数学の言葉で世界を見たらー父から娘に送る数学, 大栗博司

 カリフォルニア工科大学で物理学教授を務める作者が奥深い数学の世界について、これから中学校へ進む娘に向けて手紙を書くように綴られた本
冒頭でカジノで勝ち続けることはできるのかという身近な話題(多くの人が一度は考えたことがあるはずだ)について確率の計算を基に論理的に解説して読者の興味を惹き、その後も事例や逸話を交えながら数学が私たちの生活に密接に関わっていることを教えてくれる。章立ては少しの簡単な公理から複雑な定理を導くという数学のルールに沿い、加減乗除の法則の証明から始まり、ガロア理論に至るまで広範に数学の世界が紹介されている。


 私がこの本から感じたのは、数学や物理学の世界に身を置く作者の文章の正確さだ。数学における、誰が見ても一義的な解釈しかできないよう、厳密に事象を明らかにしていく手つきが文章にも表れているように思うのだ。
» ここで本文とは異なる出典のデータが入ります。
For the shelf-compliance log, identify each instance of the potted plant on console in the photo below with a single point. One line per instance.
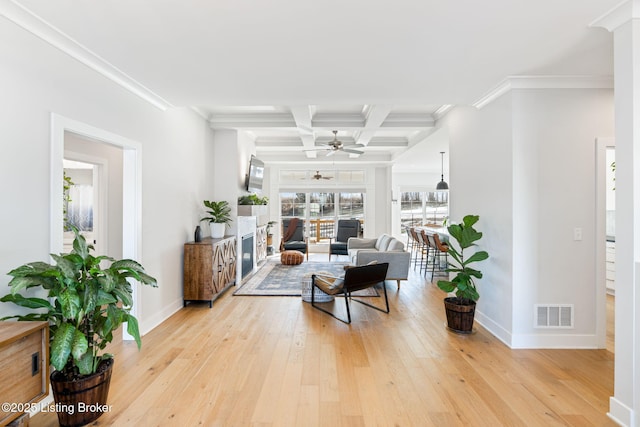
(460, 309)
(219, 216)
(86, 303)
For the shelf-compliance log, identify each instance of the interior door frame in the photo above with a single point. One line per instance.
(601, 237)
(100, 214)
(131, 192)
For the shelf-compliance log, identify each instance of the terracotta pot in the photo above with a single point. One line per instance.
(82, 401)
(459, 316)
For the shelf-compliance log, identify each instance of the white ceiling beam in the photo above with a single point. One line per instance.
(252, 121)
(376, 115)
(302, 114)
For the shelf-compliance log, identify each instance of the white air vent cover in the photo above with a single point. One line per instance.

それは決して難解な言葉遣いであるという意味ではない。言葉をそれ以上でも以下でもなく、言葉通りの意味に取ることのできる、含みのない、さっぱりとして気持ちのいいなのだ。本の巻末で作者は、数学は物事を最も正確に語ることのできる言語であり、新しい言語を獲得すること新しい考え方を学ぶことだという趣旨のメッセージを述べている。私のような市井の人が普段の生活でオイラーの公式に触れる場面などまずないだろうが、少しの簡単な公理から複雑な定理を導くという数学のルールは、論理的な思考と人が言うところのまさに基本であり、呼吸をするように無自覚的に、自然にできるまで心に留めおいて置かなければならないと思う。